「契約数純減」でも「収益改善」 楽天モバイルは黒字化できるのか?Mobile Weekly Top10

» 2022年11月19日 14時00分 公開
[井上翔ITmedia]

 ITmedia Mobileにおける1週間の記事アクセス数を集計し、その上位10記事を紹介する「ITmedia Mobile Weekly Top10」。今回は2022年11月10日から2022年11月6日までの7日間について集計し、まとめました。

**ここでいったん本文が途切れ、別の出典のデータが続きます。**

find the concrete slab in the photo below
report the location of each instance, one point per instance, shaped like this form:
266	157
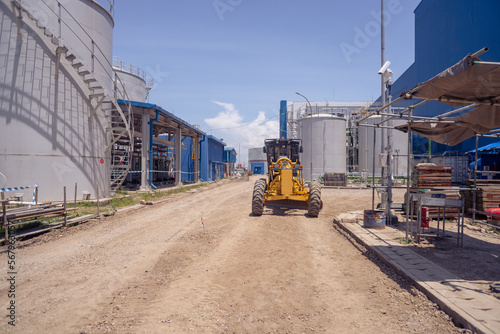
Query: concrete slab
469	306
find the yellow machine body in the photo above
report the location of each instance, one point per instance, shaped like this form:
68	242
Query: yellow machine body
285	182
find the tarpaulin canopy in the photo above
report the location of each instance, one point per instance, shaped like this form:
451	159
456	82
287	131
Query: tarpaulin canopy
470	81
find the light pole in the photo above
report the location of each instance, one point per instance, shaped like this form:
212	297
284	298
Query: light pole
310	107
386	74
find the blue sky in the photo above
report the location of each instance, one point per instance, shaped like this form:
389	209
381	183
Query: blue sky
224	64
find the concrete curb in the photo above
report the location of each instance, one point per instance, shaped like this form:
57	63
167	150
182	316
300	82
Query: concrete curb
443	298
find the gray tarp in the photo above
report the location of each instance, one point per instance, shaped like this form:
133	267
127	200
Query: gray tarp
469	81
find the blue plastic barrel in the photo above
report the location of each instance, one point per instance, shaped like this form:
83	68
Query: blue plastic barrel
374	219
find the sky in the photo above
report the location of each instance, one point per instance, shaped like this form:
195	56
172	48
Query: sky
227	64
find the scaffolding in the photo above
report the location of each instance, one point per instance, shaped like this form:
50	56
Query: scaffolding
464	86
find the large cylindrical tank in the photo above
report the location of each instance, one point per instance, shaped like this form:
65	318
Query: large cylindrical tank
324	144
365	151
85	28
49	133
133	78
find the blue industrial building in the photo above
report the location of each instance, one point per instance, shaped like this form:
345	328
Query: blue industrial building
211	158
229	160
258	168
445	32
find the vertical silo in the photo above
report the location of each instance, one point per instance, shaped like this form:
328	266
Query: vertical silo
324	144
366	152
53	130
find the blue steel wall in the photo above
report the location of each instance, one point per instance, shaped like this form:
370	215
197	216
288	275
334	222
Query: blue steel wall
229	155
258	168
187	162
212	159
445	32
283	119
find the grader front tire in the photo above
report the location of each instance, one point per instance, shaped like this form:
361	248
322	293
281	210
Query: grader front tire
258	197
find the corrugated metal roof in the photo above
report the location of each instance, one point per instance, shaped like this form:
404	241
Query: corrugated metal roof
164	113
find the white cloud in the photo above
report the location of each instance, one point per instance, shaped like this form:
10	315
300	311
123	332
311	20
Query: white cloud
229	125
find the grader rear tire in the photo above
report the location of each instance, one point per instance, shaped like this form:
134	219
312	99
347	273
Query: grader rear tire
258	197
315	203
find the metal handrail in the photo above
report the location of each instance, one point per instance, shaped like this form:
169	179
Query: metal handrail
111	3
133	69
124	93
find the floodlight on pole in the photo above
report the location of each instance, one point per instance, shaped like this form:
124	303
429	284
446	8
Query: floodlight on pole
310	107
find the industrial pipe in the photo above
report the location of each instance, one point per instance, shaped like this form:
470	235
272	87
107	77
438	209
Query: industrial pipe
151	121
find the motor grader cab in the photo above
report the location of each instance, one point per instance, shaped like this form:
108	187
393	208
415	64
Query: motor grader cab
284	186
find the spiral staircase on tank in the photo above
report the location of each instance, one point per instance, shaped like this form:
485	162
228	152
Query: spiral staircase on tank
117	122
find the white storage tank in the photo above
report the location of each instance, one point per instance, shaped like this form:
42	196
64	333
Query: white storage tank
324	143
50	135
365	150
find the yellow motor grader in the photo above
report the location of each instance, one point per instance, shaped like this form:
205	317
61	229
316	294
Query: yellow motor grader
284	186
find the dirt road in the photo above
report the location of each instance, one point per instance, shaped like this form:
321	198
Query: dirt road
154	270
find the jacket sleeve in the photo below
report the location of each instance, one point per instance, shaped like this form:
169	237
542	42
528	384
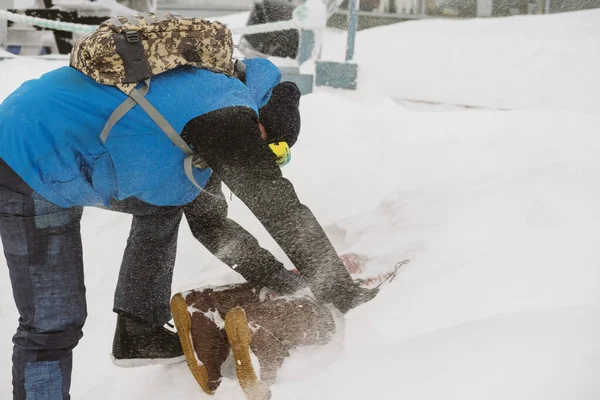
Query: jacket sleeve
229	141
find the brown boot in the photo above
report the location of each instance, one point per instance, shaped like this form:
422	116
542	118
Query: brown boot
199	318
240	338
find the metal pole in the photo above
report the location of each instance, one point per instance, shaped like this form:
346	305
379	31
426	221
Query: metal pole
352	27
4	5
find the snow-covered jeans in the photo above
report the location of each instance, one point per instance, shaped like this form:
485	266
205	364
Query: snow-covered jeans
43	250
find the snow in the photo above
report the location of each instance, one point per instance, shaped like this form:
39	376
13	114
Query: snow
497	211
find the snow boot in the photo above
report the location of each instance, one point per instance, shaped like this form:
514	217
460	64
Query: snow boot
199	318
137	343
240	338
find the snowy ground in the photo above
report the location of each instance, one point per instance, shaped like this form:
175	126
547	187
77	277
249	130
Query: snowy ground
498	211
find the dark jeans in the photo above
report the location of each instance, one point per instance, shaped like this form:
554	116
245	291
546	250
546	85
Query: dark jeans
42	245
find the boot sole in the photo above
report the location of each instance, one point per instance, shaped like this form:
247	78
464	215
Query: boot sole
240	337
183	322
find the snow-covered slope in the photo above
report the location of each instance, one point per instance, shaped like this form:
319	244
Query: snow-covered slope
497	211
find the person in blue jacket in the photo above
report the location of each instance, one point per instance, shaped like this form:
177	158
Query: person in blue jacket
53	163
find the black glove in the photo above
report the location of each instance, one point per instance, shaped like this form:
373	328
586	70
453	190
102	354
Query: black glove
353	297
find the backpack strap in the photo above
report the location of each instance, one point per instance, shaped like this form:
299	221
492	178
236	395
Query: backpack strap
138	97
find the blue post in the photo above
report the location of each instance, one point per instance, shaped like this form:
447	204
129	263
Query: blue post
352	27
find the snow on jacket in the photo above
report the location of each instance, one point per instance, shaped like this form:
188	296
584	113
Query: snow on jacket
50	133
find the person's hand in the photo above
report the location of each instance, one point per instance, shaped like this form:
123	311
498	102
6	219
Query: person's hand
353	297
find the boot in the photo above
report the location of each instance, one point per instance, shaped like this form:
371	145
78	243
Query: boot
240	337
199	318
137	344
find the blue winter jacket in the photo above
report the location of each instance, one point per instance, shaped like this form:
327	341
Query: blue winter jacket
50	133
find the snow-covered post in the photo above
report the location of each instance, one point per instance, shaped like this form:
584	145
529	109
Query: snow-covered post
485	8
342	75
352	27
4	5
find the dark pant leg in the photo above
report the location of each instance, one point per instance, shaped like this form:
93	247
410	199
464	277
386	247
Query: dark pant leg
42	245
144	287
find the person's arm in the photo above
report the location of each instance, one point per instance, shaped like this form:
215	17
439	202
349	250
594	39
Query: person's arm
233	245
229	141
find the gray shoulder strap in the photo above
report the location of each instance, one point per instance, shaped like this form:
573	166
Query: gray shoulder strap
138	97
119	112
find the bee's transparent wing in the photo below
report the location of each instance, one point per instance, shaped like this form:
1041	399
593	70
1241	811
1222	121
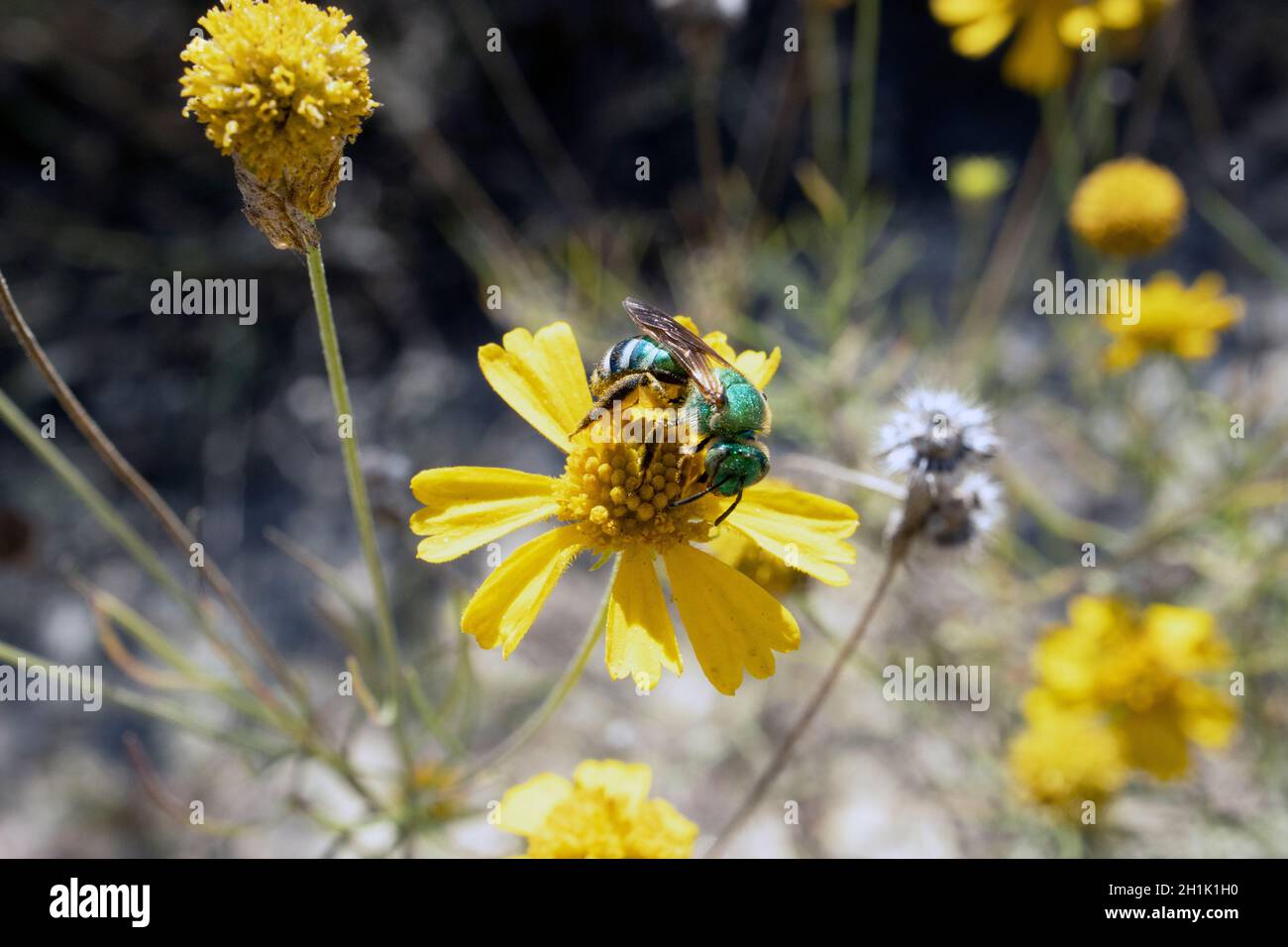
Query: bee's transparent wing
690	350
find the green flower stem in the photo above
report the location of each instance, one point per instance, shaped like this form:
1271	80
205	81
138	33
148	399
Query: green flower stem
553	701
361	505
133	544
785	750
863	82
359	499
151	706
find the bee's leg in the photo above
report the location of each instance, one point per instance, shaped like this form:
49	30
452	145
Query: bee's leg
698	446
616	393
732	508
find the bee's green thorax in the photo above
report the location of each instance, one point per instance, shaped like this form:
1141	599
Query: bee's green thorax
733	466
743	411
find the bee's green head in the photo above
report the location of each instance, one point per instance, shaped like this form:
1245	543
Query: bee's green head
734	464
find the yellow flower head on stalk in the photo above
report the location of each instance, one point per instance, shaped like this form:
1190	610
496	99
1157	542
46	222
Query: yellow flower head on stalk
605	504
281	86
1065	758
1122	676
975	179
603	813
1047	33
1172	317
1128	208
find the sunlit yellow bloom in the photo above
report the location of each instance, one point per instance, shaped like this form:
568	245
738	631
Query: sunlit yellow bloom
1128	208
603	813
1065	758
1119	689
1046	33
978	178
606	505
1175	318
282	86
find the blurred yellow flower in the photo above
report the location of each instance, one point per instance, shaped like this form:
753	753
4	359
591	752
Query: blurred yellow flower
1065	758
1046	33
978	178
1119	690
603	813
282	86
1128	208
608	505
1171	317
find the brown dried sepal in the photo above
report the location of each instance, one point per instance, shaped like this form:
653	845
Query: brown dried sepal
286	226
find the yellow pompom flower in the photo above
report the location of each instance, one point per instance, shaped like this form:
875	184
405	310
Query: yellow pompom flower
282	86
1172	317
1128	208
603	813
1065	758
606	505
1046	33
978	178
1120	688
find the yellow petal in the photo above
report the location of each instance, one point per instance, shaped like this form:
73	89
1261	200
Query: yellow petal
1122	355
467	506
505	605
759	368
1154	741
1122	14
720	343
806	531
524	806
732	622
1037	60
625	781
1196	343
542	377
1074	21
983	37
957	12
640	638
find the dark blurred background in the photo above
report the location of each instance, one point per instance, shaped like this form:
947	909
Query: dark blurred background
235	421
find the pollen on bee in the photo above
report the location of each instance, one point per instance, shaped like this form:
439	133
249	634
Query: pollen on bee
614	502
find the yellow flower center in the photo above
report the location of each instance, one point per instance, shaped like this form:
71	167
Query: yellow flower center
614	502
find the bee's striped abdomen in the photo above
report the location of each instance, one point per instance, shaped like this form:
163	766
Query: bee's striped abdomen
639	355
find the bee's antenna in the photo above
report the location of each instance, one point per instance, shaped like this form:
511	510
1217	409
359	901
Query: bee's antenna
691	499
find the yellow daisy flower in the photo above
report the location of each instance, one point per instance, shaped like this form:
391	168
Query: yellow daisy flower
603	813
605	504
282	86
1064	758
1125	677
1128	208
978	178
1171	317
769	573
1046	33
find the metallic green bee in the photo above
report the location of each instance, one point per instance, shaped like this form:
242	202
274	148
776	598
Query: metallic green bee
716	402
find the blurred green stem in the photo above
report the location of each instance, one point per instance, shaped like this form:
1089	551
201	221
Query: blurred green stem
785	749
359	499
863	85
1243	235
142	489
553	701
361	505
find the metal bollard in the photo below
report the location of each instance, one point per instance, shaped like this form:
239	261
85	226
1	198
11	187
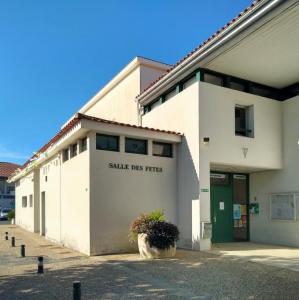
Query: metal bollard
23	250
76	290
40	265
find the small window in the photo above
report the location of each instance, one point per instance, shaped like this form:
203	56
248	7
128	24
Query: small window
65	155
107	142
136	146
244	121
73	149
162	149
237	85
213	79
170	94
189	82
24	201
83	144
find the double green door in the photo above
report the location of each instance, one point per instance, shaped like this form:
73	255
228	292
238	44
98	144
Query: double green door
229	207
222	214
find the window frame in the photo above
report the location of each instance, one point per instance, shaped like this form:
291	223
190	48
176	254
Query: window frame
110	136
136	139
162	143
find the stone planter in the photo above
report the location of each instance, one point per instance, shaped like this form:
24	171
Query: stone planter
152	252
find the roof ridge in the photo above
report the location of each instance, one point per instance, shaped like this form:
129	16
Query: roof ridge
204	43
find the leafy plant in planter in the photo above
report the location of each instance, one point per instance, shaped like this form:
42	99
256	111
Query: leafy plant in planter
156	237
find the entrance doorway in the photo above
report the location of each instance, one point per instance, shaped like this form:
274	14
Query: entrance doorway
229	207
43	213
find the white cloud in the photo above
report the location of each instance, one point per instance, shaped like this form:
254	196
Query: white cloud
8	154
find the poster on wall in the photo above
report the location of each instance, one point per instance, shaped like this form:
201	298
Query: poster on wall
237	211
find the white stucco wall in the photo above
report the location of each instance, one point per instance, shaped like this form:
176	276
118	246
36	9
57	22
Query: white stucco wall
180	114
67	201
262	228
25	215
119	196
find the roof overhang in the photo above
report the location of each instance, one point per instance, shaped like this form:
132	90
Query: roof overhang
231	43
80	126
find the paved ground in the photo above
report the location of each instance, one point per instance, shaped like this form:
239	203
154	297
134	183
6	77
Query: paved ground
273	255
191	275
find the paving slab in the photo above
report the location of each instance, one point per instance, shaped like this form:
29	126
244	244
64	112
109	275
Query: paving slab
190	275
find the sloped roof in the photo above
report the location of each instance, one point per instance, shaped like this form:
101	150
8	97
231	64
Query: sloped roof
6	168
76	120
203	44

売り上げ伸びた 楽天グループの「モバイルセグメント」(楽天モバイル、楽天コミュニケーションズ、楽天エナジー、楽天シンフォニーなど)の業績推移

 今回の集計期間におけるアクセス数の1位は、前回に引き続き、スマートフォンのバッテリー充電でやってはいけないことをまとめた記事でした。無意識にやっている行為がバッテリーの寿命を意外と縮めることになることにビックリしている人が多いようでもあります。

 アクセス数の2位は、楽天グループの2022年第3四半期決算をもとに楽天モバイルの今後を考察した記事となりました。

 楽天モバイルが属する「モバイルセグメント」の2022年第3四半期(単体)の営業収益は前年同期比で約1.6倍で過去最高となりました。一方で営業損失は前年同期比で約156億円増加したものの、前の四半期と比べると34億円ほど改善しており、損失は減少トレンドに転じたようです。

 2位の記事でも言及のある通り、1名義1回線限りで月額0円から利用できる「Rakuten UN-LIMIT VI」が終了することに伴い、楽天モバイルの契約者数は純減トレンドとなりました。しかし、それでも収益は増加し損失は減少し始めています。楽天モバイルのタレック・アミンCEOによると、11月からは契約者数が純増に転じたようなので、今後もこの傾向は続くものと思われます。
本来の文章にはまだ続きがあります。